De acordo com os pesquisadores, a cor vermelha das pinturas vinha principalmente de argila rica em hematita, um mineral à base de ferro. O sangue teria sido usado como aglutinante em uma camada intermediária.
As análises identificaram três componentes principais: a parede de calcário, uma fina camada de preparação e o pigmento vermelho aplicado sobre ela. A camada intermediária continha carbonato de cálcio, fosfato de cálcio e proteínas compatíveis com sangue. Os cientistas acreditam que essa mistura poderia ter ajudado a formar uma estrutura mineral compacta, mantendo as partículas de hematita presas à superfície.
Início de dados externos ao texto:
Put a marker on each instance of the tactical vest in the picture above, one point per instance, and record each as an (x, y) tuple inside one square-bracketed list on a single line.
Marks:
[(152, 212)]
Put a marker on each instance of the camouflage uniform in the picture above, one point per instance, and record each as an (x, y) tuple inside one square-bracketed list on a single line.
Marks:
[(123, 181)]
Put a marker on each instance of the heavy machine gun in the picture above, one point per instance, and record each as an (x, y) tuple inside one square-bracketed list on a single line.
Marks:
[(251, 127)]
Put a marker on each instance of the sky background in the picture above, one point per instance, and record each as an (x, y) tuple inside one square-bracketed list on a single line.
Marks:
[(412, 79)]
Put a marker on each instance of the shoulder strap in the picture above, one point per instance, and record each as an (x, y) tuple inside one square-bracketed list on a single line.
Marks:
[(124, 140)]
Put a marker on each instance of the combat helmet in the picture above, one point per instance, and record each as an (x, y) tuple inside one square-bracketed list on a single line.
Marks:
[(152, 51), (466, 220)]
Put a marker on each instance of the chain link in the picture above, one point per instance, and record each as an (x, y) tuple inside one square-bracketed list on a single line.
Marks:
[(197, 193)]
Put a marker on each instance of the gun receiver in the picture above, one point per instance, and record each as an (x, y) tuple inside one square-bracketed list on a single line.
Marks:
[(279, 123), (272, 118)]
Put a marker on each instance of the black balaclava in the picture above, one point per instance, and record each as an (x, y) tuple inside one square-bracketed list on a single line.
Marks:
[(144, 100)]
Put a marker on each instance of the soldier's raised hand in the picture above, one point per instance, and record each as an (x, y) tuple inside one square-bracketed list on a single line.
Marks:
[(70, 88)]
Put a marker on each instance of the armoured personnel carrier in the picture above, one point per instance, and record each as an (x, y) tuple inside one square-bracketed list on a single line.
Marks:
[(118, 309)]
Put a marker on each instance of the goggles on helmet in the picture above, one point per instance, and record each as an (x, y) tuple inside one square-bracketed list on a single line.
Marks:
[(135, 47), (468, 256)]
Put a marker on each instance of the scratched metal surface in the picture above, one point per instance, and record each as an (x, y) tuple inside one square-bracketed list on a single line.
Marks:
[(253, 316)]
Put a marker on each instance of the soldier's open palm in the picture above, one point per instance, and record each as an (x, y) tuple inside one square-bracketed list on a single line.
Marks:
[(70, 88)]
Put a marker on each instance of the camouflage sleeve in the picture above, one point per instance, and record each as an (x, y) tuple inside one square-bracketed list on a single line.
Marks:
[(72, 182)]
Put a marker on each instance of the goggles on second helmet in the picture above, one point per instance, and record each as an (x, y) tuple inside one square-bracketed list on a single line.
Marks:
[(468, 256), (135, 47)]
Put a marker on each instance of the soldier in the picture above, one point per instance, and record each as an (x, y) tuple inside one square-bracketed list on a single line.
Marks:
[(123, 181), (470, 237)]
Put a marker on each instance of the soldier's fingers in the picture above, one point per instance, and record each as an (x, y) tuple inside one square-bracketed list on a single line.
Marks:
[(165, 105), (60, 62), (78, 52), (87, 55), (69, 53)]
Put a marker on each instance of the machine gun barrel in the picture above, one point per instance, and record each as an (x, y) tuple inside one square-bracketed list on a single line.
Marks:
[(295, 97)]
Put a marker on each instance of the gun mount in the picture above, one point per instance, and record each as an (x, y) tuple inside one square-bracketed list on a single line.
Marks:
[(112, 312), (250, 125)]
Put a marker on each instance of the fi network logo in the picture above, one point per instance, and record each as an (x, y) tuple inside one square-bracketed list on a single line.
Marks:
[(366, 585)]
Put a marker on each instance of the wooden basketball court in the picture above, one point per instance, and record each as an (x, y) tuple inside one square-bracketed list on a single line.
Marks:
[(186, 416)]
A análise das proteínas mostrou sinais compatíveis tanto com sangue humano quanto animal. Os autores levantaram a hipótese de que parte do sangue humano pudesse estar relacionada a mulheres durante o parto, prática associada a questões culturais e à importância da fertilidade entre os antigos Luoyue.
Essa interpretação, porém, permanece como hipótese. Os pesquisadores não conseguiram extrair DNA das amostras, o que impede determinar quem forneceu o sangue, seu sexo ou como o material foi obtido.
A descoberta também pode ajudar a explicar a preservação das pinturas por milhares de anos em uma região de clima quente, úmido e com chuvas fortes, já que a mistura usada pelos antigos artistas pode ter contribuído para manter o pigmento aderido às paredes de calcário.